Le sentiment qui domine à la lecture des deux jugements mentionnés ci-dessus est que le tribunal administratif a appliqué la loi alors que le Conseil d’État n’a pas vu les risques qui s’annonçaient. Quant à l’État, dûment averti de ces risques, il n’en a pas tenu compte. Tous les juristes ne sont toutefois pas d’accord sur cette conclusion : l’avocat spécialisé en droit de l’environnement, Arnaud Gossement, recommande la « prudence » à ceux qui prédisent que la décision d’appel ira dans le même sens que la décision de première instance, compte tenu, précisément, des décisions préalables qui ont validé le projet et du refus des juges de référé d’accepter un jugement en urgence.

Les élus favorables au projet ont, en février 2025, protesté contre l’arbitraire des juges. Ils souhaitaient déposer une loi de validation du projet d’autoroute. Mais la jurisprudence du Conseil constitutionnel (décision du 22 juillet 1980) est exigeante en ce domaine : elle admet qu’une telle loi soit rétroactive, elle admet que le législateur puisse modifier les règles que le juge est chargé d’appliquer dans des affaires « pendantes » en cours (pas dans les affaires définitivement jugées), mais exige qu’il agisse alors au nom de « l’intérêt général », ce qui serait douteux en l’occurrence puisque précisément le jugement du tribunal refuse l’intérêt général du projet. Il a donc été conseillé aux élus de renoncer à demander le vote d’une loi de validation.

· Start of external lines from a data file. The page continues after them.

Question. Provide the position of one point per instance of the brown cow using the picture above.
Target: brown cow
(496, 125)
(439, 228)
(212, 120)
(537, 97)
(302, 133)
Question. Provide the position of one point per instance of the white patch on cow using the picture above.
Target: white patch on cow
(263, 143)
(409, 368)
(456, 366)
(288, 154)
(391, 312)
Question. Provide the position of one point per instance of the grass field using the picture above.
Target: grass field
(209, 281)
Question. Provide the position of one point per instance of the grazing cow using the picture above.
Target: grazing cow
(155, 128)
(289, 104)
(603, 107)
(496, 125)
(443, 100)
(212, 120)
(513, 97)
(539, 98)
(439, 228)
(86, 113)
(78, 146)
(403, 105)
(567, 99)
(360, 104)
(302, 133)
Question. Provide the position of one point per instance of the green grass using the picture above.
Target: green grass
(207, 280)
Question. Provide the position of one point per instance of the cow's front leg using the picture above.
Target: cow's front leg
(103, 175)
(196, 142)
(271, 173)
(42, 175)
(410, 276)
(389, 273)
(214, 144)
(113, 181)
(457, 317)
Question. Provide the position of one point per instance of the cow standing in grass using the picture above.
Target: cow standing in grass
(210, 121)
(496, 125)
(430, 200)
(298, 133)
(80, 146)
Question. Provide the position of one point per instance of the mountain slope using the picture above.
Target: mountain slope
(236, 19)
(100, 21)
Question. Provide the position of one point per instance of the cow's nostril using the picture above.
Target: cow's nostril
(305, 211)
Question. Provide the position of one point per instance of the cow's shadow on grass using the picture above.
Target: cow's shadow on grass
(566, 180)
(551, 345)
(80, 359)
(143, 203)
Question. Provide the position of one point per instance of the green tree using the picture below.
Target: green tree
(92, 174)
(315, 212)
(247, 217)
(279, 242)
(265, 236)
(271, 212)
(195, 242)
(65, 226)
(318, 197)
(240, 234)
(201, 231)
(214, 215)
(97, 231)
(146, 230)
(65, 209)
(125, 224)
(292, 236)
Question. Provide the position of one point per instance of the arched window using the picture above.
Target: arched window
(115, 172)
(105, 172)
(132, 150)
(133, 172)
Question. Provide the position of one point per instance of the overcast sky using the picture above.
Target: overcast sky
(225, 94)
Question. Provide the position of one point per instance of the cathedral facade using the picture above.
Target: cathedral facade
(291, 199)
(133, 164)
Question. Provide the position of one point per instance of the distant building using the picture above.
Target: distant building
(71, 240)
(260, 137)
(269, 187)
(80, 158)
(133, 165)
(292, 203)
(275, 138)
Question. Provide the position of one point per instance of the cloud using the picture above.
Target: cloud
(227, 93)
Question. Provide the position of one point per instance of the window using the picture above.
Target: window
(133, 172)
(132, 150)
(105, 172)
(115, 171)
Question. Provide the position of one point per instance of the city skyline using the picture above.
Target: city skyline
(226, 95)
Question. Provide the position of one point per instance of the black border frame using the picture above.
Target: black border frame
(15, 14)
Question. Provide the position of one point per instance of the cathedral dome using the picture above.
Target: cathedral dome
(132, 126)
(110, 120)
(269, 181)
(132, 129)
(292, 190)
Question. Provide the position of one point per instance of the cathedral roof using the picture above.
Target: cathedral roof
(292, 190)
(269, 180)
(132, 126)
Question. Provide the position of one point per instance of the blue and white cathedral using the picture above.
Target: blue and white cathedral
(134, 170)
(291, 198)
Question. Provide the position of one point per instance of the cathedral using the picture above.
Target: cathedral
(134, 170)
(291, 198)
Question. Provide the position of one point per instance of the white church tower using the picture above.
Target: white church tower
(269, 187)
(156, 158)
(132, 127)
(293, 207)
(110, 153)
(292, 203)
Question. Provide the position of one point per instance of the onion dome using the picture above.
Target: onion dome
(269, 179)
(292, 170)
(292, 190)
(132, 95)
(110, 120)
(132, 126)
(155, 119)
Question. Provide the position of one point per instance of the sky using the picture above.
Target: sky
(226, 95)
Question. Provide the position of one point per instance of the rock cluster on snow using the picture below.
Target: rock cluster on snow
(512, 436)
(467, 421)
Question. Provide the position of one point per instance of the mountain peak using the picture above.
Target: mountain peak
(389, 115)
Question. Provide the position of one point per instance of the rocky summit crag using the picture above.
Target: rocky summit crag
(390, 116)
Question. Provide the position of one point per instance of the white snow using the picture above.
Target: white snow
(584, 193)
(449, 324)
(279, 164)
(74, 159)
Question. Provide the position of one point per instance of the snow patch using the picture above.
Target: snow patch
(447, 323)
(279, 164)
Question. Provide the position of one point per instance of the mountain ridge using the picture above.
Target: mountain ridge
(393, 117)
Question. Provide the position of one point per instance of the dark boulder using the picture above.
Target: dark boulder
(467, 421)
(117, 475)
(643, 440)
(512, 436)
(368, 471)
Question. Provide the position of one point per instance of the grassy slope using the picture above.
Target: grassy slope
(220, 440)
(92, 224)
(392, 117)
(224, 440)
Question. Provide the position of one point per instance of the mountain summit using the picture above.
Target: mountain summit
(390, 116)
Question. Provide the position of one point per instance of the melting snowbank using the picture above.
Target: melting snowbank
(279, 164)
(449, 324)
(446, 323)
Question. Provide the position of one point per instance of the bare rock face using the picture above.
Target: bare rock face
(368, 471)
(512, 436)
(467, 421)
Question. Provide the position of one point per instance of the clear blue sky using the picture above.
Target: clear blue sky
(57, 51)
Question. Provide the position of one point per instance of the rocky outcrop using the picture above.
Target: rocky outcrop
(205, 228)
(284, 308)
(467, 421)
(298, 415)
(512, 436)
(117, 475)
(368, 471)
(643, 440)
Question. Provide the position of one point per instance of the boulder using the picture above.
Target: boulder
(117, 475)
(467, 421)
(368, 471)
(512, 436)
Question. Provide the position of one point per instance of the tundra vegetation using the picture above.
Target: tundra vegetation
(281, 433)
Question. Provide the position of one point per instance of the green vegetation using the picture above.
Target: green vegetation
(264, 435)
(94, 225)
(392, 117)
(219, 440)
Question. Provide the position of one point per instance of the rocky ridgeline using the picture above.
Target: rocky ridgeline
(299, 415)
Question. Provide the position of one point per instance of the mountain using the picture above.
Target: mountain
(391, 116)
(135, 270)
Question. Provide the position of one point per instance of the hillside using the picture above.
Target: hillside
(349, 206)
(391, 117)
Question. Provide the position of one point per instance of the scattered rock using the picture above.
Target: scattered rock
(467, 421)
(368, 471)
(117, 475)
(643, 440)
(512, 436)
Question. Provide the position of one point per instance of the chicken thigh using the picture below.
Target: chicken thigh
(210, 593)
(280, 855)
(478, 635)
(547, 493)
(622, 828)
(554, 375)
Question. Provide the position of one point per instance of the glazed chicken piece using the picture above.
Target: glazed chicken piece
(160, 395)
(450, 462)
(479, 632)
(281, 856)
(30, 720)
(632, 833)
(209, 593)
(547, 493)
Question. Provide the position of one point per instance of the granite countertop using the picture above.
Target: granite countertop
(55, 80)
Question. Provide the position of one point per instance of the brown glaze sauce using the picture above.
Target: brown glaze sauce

L’État quant à lui, outre qu’il interjette appel, a demandé à la Cour administrative d’appel de surseoir à l’exécution de la décision d’arrêt des travaux qui occasionne un coût important. Il est assez douteux qu’il obtienne une telle décision, qui préjugerait du fond du dossier puisque le sursis n’est accordé que si les arguments présentés sont suffisamment forts pour faire douter de la validité du premier jugement. L’appel proprement dit sera sans doute long à intervenir.

Le ministre des transports a donc choisi d’agir par une autre voie, en annonçant « des mesures de simplification » (sic) « pour éviter que de telles situations ne se reproduisent ».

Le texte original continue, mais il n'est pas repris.